Even agriculture (upon further scrutiny) is far from a whole-of-China win. While China can’t get enough Australian beef and dairy (and these farmers are eager for the deal to be signed) other farmers, like rice and sugar growers, won’t be allowed access to China’s markets.

Paul Schembri, Chairman of Canegrowers Queensland, said “It’s disappointing, given that it’s a huge market. We only wanted to fill in the gap between their domestic production and consumption, but we didn’t gain much traction except for a framework for futher reviews.”

China wants to protect its own sugar industry because of both economic and cultural reasons.

And while the government are lauding the 178,000 jobs windfall that the FTA will bestow on Australia no one is quite sure what this figure is based on.

Unions, in contrast, see it as pure rhetoric and are genuinely concerned about more Fly-In, Fly-Out Asian workers undercutting wages and taking Aussie jobs.
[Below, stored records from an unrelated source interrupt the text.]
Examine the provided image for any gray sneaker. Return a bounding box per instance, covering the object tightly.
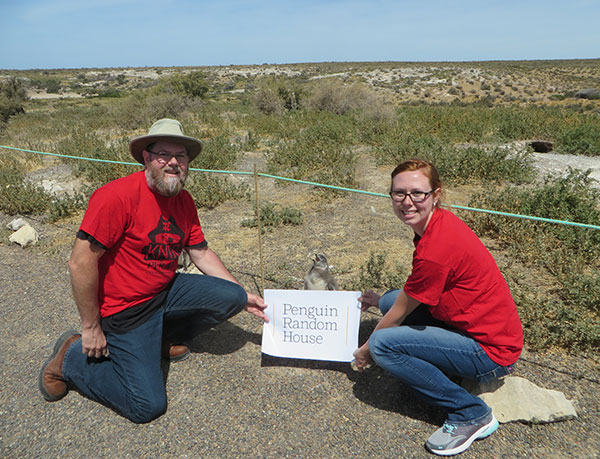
[425,412,498,456]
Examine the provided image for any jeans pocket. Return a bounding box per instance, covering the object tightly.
[477,364,515,383]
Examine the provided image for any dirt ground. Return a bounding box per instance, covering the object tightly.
[0,148,600,458]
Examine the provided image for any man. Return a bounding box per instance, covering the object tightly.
[38,119,267,423]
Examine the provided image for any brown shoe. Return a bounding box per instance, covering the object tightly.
[38,330,81,402]
[162,343,190,362]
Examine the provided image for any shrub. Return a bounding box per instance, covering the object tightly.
[0,158,51,215]
[374,135,534,184]
[185,171,249,209]
[0,77,27,124]
[557,122,600,156]
[110,91,197,130]
[242,201,302,228]
[306,80,383,115]
[159,72,209,99]
[344,252,408,292]
[48,193,87,222]
[465,170,600,349]
[57,129,136,189]
[267,122,356,187]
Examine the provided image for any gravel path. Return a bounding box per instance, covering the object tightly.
[0,216,600,458]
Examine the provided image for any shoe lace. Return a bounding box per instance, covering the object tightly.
[443,422,457,434]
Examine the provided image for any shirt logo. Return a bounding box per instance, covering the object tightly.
[142,216,185,269]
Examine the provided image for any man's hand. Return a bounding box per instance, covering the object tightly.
[358,290,381,311]
[81,325,108,359]
[353,341,373,372]
[246,293,269,322]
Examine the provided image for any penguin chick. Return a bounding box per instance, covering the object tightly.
[304,253,338,290]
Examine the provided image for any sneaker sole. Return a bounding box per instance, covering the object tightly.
[425,414,498,456]
[38,330,79,402]
[168,349,192,363]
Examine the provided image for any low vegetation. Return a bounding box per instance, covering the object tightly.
[0,60,600,352]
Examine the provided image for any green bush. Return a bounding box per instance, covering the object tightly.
[48,193,87,222]
[158,72,209,99]
[56,129,139,189]
[253,86,285,115]
[267,122,356,187]
[242,201,302,228]
[306,79,383,115]
[374,136,534,184]
[557,122,600,156]
[344,252,409,292]
[0,77,27,124]
[465,170,600,349]
[185,171,249,209]
[0,158,52,215]
[109,91,198,131]
[192,134,239,170]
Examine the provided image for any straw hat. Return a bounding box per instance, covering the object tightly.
[129,118,202,164]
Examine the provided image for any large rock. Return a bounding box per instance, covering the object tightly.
[8,223,39,247]
[463,376,577,423]
[527,140,554,153]
[575,88,600,99]
[6,217,29,231]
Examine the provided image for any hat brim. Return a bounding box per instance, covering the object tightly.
[129,134,202,164]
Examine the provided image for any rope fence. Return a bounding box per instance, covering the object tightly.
[0,145,600,230]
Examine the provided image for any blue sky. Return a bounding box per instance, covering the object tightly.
[0,0,600,69]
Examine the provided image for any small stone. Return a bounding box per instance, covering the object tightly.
[463,376,577,423]
[8,224,39,248]
[528,140,554,153]
[6,217,28,231]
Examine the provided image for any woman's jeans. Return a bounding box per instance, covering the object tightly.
[369,290,512,422]
[62,274,248,423]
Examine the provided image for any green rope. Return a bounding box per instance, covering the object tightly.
[0,145,600,230]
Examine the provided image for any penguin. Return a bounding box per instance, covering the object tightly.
[304,253,338,290]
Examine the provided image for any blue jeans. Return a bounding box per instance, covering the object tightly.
[369,290,511,422]
[62,274,248,423]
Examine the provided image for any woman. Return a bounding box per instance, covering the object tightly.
[354,159,523,456]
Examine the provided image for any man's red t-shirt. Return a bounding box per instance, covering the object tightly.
[80,171,206,317]
[404,209,523,365]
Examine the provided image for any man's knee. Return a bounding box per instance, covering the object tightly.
[123,396,167,424]
[222,284,248,317]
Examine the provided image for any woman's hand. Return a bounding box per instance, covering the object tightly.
[246,292,269,322]
[358,290,381,311]
[353,341,373,372]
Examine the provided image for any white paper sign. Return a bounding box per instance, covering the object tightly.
[262,290,360,362]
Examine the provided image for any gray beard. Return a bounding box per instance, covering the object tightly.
[146,168,187,198]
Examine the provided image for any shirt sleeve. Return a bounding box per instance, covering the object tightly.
[79,188,129,248]
[185,190,207,247]
[404,259,450,306]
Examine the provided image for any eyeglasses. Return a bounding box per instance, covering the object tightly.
[390,190,433,202]
[146,150,188,164]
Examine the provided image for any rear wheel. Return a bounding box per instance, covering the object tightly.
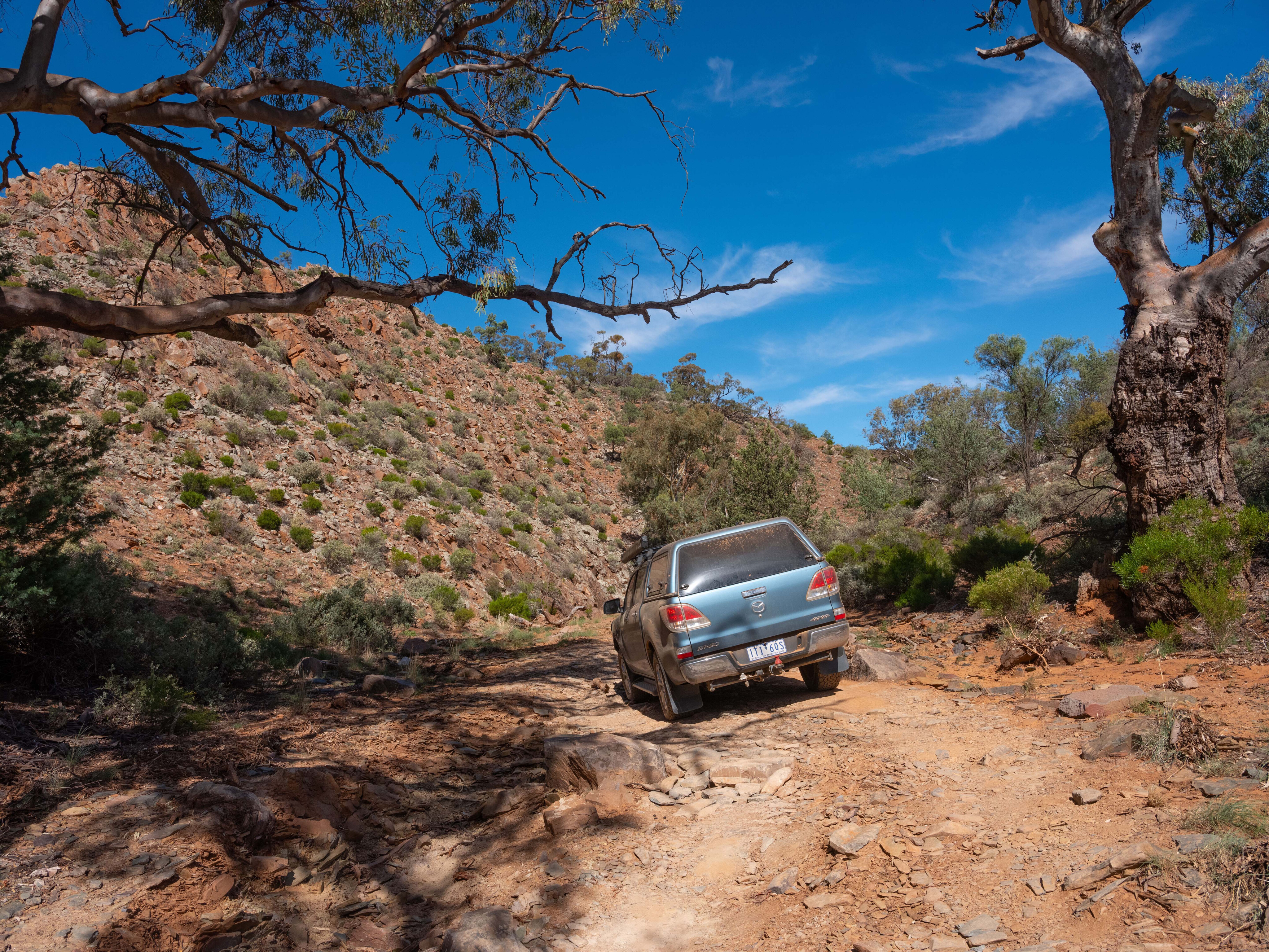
[617,651,653,704]
[652,656,679,721]
[798,664,841,691]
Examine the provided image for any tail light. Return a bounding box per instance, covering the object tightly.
[661,604,709,632]
[806,565,837,602]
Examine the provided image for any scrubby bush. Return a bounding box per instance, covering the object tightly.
[391,548,419,579]
[357,525,388,568]
[449,548,476,579]
[428,585,462,612]
[1181,579,1247,651]
[321,538,353,573]
[864,539,955,609]
[969,560,1053,628]
[1114,499,1269,627]
[278,579,415,651]
[952,523,1035,580]
[291,525,314,552]
[489,591,537,618]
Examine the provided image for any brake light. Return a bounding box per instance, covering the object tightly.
[806,565,837,602]
[661,604,709,632]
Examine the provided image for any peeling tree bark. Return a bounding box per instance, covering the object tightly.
[978,0,1269,534]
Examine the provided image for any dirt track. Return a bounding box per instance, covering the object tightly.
[0,619,1269,952]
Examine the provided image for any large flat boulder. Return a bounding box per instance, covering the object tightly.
[1080,721,1146,760]
[1057,684,1146,717]
[543,734,665,793]
[846,647,909,680]
[1190,777,1260,797]
[829,823,881,857]
[440,906,528,952]
[709,755,794,787]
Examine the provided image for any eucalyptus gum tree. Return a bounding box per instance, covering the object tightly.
[971,0,1269,532]
[0,0,789,343]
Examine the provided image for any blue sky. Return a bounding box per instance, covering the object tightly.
[10,0,1269,442]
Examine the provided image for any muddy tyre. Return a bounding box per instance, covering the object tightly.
[617,651,655,704]
[798,664,841,691]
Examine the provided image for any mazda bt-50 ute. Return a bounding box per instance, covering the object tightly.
[604,519,850,721]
“Investors can bring in lower-skilled workers, with lower-level language skills, and (give them) lower wages than are allowed under the standard visa program,” say the unions.

It makes sense. Why would a Chinese investor pay premium wages to Australians when they can fly in their own workers for a fraction of the cost?

Dr Wilson responds, “In a sense the unions are correct. But the FTA doesn’t automatically open that up. Chinese companies have to negotiate a special deal with the government (to import their own labout forces) and the government of the day doesn’t have to say yes. All it does is set up a system where the government has to review the case.”

But Dr Wilson doesn’t believe labour costs are a big issue for the Chinese. Labor costs are a fraction of the capital costs on big equipment used for business.

In fact, the biggest stumbling block is likely to come from all our regulations and scrutiny Chinese businesses aren’t used to.

But the FTA is written. It can’t be altered. There are a few ‘side letters’ over which one or two arguments continue. But now we’re just waiting for it to be signed.